Shares of AquaBounty Technologies (AQB 4.33%) went up 13.8% in January, according to data provided by S&P Global Market Intelligence. However, the stock at one point traded over 30% higher before a stock offering caused a mild sell-off late in the month. But AquaBounty was motivated to do the offering because it needs the cash for the capital intensive year that lies ahead.
As the global population expands, many see a growing need to sustainably source animal protein. AquaBounty Technologies aims to farm modified salmon in land-based tanks. These salmon grow faster and require less feed than their wild counterparts. And these advantages have some investors buying the stock.
However, AquaBounty Technologies is still very early in its journey. At its main farm right now, it harvested a small batch of unmodified salmon in the second quarter of 2020, as a trial run for its systems and processes. The first harvest of its modified salmon was supposed to have already happened. But the COVID-19 pandemic closed restaurants, resulting in lower salmon market prices. The company is now waiting for a more favorable price before harvesting during this first quarter of 2021.
Therefore, AquaBounty is just barely getting started at one farm. And long term, it will need many more farms to supply this hungry world with protein. The company intends to build a 10,000 metric ton tank facility in Kentucky this year, which is why it filed a $200 million stock offering. Considering revenue is still meager, it needs to fund growth by selling shares.
Personally, I find AquaBounty Technologies an intriguing company worthy of more research. That said, investors should understand the risks associated with early stage companies like this. For example, AquaBounty will need to make sure its salmon will have a market -- some retail outlets have vowed not to sell it.

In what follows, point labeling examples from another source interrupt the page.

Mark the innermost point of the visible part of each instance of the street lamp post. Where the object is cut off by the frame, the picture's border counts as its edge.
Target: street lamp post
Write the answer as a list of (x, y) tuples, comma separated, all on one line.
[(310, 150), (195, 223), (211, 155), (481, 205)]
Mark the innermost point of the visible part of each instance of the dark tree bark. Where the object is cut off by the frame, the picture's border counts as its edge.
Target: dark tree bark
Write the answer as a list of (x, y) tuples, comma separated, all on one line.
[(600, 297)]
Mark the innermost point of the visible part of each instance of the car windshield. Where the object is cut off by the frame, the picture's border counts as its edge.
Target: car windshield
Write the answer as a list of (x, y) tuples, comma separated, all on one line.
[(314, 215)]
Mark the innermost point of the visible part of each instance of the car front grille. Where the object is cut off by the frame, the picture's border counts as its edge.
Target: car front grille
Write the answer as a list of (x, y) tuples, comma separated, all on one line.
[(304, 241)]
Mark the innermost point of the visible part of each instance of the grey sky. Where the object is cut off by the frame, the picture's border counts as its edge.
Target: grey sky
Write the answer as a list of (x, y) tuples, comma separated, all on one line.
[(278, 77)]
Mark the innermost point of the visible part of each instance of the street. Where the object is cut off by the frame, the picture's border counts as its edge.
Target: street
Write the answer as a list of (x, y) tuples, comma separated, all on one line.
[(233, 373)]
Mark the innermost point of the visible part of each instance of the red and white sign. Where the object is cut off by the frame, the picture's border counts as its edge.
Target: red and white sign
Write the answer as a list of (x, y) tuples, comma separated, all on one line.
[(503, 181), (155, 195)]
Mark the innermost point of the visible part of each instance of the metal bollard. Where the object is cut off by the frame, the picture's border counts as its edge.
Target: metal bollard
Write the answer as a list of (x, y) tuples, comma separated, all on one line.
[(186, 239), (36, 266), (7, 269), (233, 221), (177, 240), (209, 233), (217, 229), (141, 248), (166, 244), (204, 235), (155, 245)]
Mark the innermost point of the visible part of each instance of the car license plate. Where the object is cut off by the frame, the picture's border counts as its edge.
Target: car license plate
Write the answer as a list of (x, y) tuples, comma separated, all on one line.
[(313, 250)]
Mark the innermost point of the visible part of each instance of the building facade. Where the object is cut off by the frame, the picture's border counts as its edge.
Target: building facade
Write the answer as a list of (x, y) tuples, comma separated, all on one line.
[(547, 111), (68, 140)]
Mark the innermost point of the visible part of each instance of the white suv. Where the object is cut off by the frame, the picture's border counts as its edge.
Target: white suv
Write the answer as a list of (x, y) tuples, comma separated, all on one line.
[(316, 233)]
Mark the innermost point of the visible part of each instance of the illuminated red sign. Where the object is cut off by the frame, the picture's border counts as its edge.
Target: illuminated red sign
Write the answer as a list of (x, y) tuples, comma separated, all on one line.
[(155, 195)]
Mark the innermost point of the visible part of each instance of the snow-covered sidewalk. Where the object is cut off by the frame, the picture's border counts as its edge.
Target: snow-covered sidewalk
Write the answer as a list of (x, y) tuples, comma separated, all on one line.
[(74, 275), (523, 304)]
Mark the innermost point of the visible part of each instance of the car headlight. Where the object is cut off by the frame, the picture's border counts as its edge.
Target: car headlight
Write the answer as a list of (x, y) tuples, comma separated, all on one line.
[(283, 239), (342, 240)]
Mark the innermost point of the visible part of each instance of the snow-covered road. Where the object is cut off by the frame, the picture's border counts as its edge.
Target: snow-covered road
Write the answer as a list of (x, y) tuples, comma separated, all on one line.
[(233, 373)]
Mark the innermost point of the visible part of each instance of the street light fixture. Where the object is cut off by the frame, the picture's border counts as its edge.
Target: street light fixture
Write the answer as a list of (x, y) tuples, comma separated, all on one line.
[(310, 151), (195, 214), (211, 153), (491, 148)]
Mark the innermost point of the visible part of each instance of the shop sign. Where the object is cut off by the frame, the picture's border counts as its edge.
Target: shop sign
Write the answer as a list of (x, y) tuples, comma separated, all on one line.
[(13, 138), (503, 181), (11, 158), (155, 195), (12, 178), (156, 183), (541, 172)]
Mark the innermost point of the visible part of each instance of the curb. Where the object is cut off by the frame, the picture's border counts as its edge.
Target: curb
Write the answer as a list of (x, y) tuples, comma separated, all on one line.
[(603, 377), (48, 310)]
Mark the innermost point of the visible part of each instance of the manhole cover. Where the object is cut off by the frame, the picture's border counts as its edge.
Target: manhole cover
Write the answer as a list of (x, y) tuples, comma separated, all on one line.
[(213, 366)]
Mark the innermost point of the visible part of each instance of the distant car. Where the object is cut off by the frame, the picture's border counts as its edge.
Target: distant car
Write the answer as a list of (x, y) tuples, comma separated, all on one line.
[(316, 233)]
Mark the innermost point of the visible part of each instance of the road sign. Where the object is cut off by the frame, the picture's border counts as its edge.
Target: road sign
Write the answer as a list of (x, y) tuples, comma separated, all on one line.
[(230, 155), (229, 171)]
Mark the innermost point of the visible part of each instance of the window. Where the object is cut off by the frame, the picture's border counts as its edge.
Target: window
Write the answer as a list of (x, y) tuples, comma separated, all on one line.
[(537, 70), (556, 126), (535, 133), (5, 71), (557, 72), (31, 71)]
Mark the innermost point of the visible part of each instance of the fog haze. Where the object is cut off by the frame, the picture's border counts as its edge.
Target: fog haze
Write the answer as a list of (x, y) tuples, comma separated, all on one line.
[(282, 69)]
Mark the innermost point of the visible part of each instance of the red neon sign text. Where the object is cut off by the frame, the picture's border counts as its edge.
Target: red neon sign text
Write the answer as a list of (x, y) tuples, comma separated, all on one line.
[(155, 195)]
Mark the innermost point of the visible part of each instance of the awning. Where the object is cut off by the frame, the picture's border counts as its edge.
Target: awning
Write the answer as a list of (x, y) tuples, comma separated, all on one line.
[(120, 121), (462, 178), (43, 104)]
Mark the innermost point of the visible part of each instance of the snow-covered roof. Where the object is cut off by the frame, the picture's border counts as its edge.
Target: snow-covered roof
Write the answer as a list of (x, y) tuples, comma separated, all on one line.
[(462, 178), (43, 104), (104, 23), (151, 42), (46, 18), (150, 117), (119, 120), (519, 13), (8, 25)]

Furthermore, AquaBounty is understandably having a hard time estimating costs. Originally it thought its Kentucky farm would cost between $75 million and $100 million. But when it filed its new stock offering in January, it raised its estimate for the cost of the farm to between $140 million and $175 million. This is understandable because it's never built a farm this size before. But it's a reminder of all the things management still needs to iron out before shareholders can begin reaping the rewards.